先日、横浜市のみなとみらいにある重要文化財「初代日本丸」を見に行きました。日本丸は日本の商船学校の航海練習船として、1930年(昭和5年)に兵庫県神戸市の川崎造船所で建造された帆船(はんせん)です。太平洋を中心に航海し、その美しい姿から「太平洋の白鳥」や「海の貴婦人」などと
呼ばれていたそうです。
帆船といえば、現在でも使われている小型のヨットが頭に浮かびそうですが、
私は「ピーターパン」や「小さなバイキングビッケ」などのアニメから映画の「パイレーツ・オブ・カリビアン」や「グーニーズ」まで、海賊が乗っている船をイメージします。日本丸を見て、子供のころに海賊船に憧れていた自分を思い出しました。
帆船とは、船体の中心線上に垂直に立てたマストに帆(ほ)を張って、その
帆が受ける風の力を利用して走る船です。帆船が進む原理としては、基本的
には追い風の力を船の動力に得ることで風下方向に進むことになりますが、
風に対する帆の角度を変えることで揚力を生じさせ、この揚力を使って前に進むことで、希望する方向に進むことができます。また、少しずつ形や大きさの違う帆を張ることによって、追い風のときだけでなく、向かい風のときでも前に進むことができるそうです。このように、帆船は人間に例えると
「心臓」であるマストから帆に血液を送ることによって、自分が行きたい方
向に船体を動かしているのです。
時には台風や荒れた海での航海もありますが、そんなときに帆を揚げているとマストに力がかかりすぎてマストが折れる危険性が高まるので、風が強いときは帆を降ろして、風がおさまるのを待ちます。いずれにしても、帆船で
長い航行を続けるためには、帆を支えているマストがどんな強い風が吹いても曲がったり折れたりしないことが必要です。逆に、丈夫すぎる重厚なマストを設置すると、ちょっとした風で船のバランスが崩れて、転覆の危険が高まります。マストには「丈夫さと船の安定性」という相反する二つの機能が
求められるのです。
このように、帆船はマストがあることで航行が不安定になることがあるため、船のバランスを取るために船底に重りになる荷物などを積み込んでいます。

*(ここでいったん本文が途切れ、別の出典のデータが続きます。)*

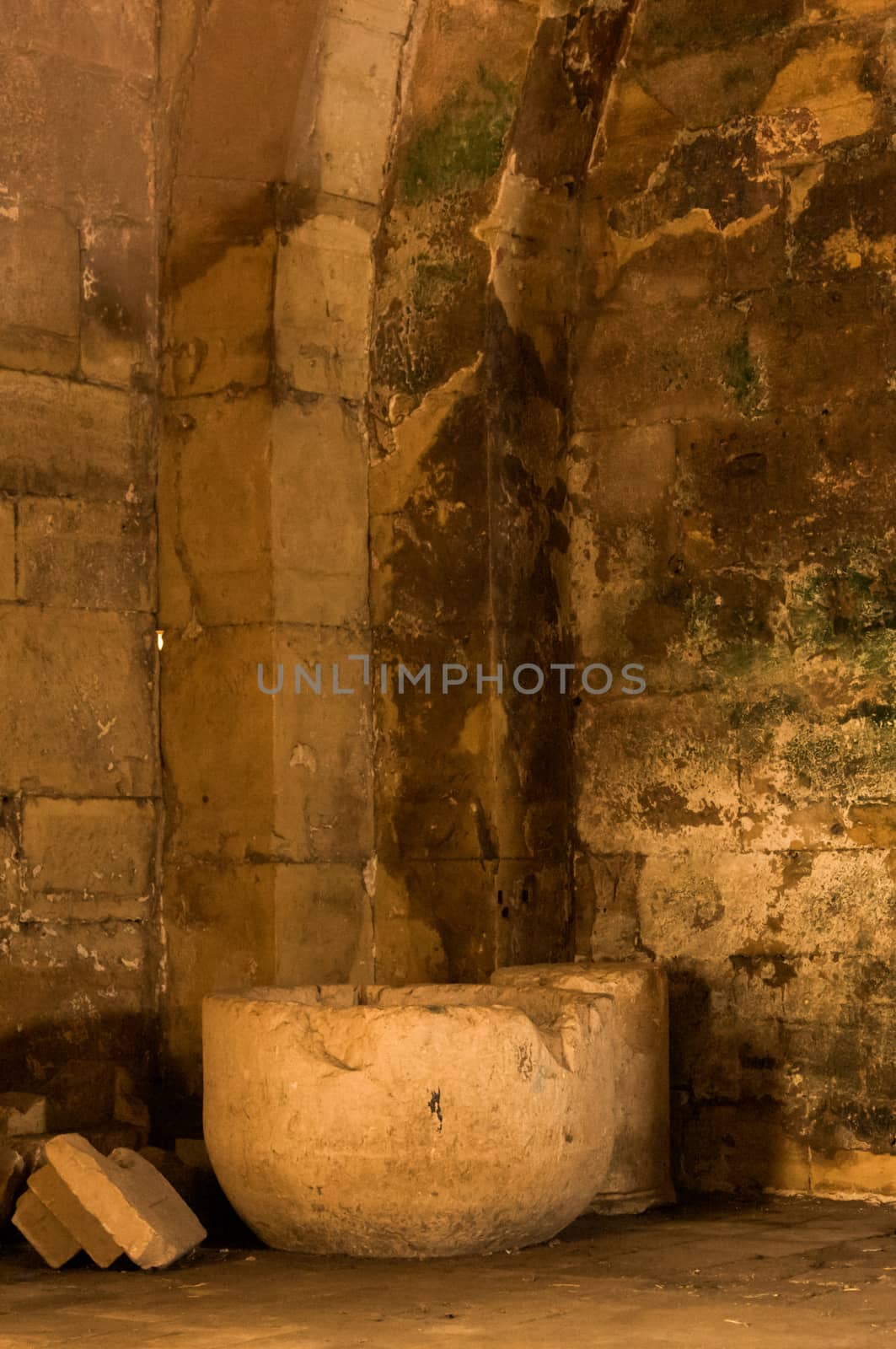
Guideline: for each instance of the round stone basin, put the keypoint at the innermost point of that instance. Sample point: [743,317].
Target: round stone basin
[432,1120]
[637,1029]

船が転覆しないように船のバランスを保つために積む荷物をバラスト(底荷)
といいます。帆船だけでなく、タンカーなどの船でも荷物を降ろした後の 帰りの航行では船のバランスをとるために、わざわざ船底のタンクに海水を入れるそうで、「バラスト水」と呼ばれています。当然ですが、バラストを積むことにより船の重量は増えることになり、船の航行スピードは落ちることになります。でも、安全に目的地まで航行していくためには、バラストを積むことが必要になるのです。

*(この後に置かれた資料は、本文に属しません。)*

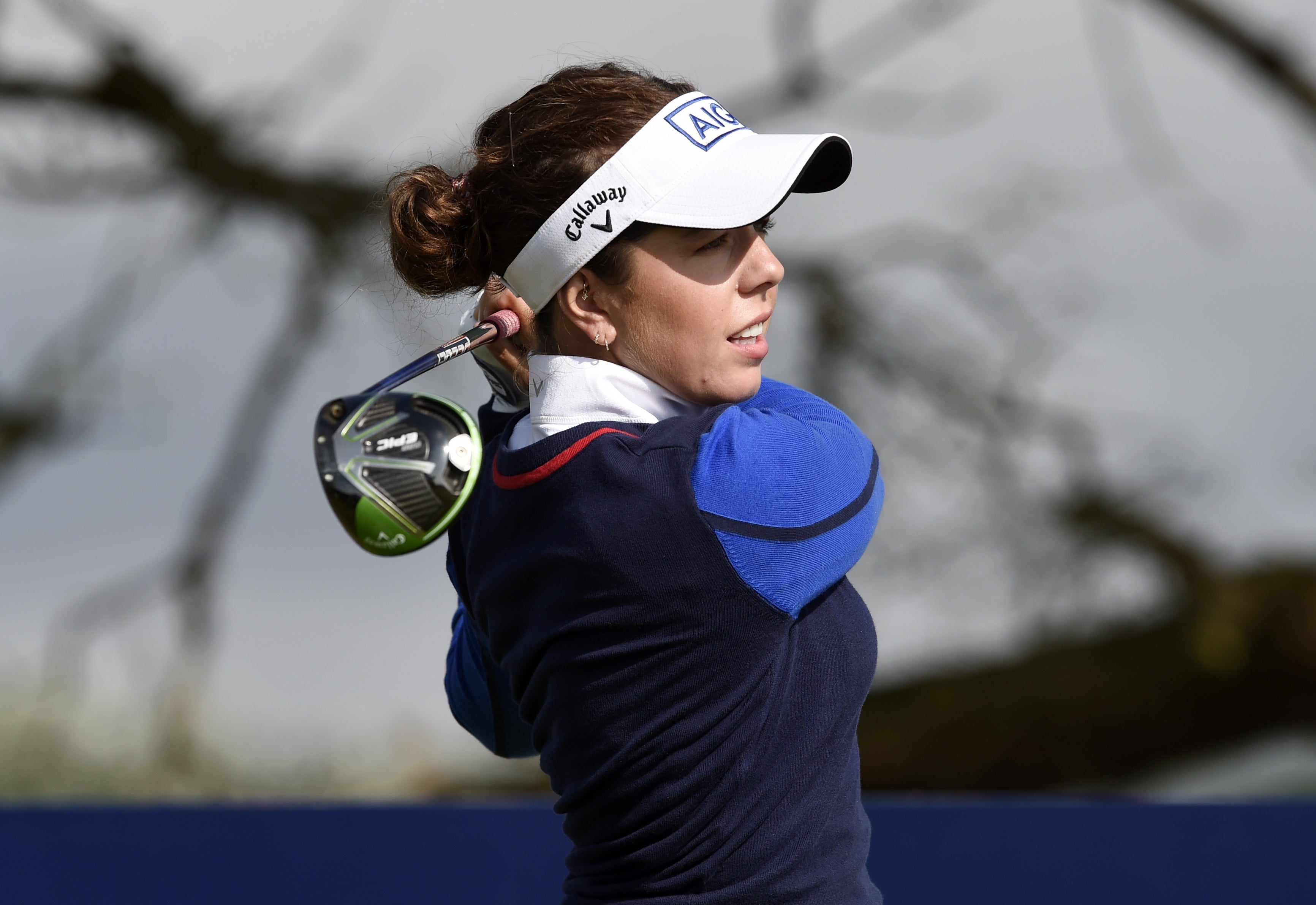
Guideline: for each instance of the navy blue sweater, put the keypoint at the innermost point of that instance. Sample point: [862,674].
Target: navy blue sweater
[661,612]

さて、船の航行を人間の行動に例えると、私たちは自分の体にマスト立てて帆を張って、それぞれの目標に向かって「できるだけ早く目標に到着するためにどうしたらいいか」を考えながら行動しています。ところが、目標に向
かって進んでいく中で、嵐のような様々な問題に遭遇します。そのような中
で自分の体にバラストを積むことによって、目標に向かうスピードを落とし
て、ときには一度止まって、心配や不安や苦痛を抱えながら目標に向かっていくことになります。でも、そのとき感じた心配や不安や苦痛は自分を成長させるために必要で、目標を達成したときに自分の感じた心配や不安や苦痛を克服したことで「一回り大きく成長した自分」に出会うことができます。
つまり、私たちが人生の中で多くの目標に向かっていくためには、マストと
帆だけではなく、バラストを積むことによって心配や不安や苦痛などを克服
することが必要不可欠なのです。最後に、ドイツの哲学者ショーペンハウア
ーの名言を紹介します。「底荷のない船は、不安定でまっすぐに進まない。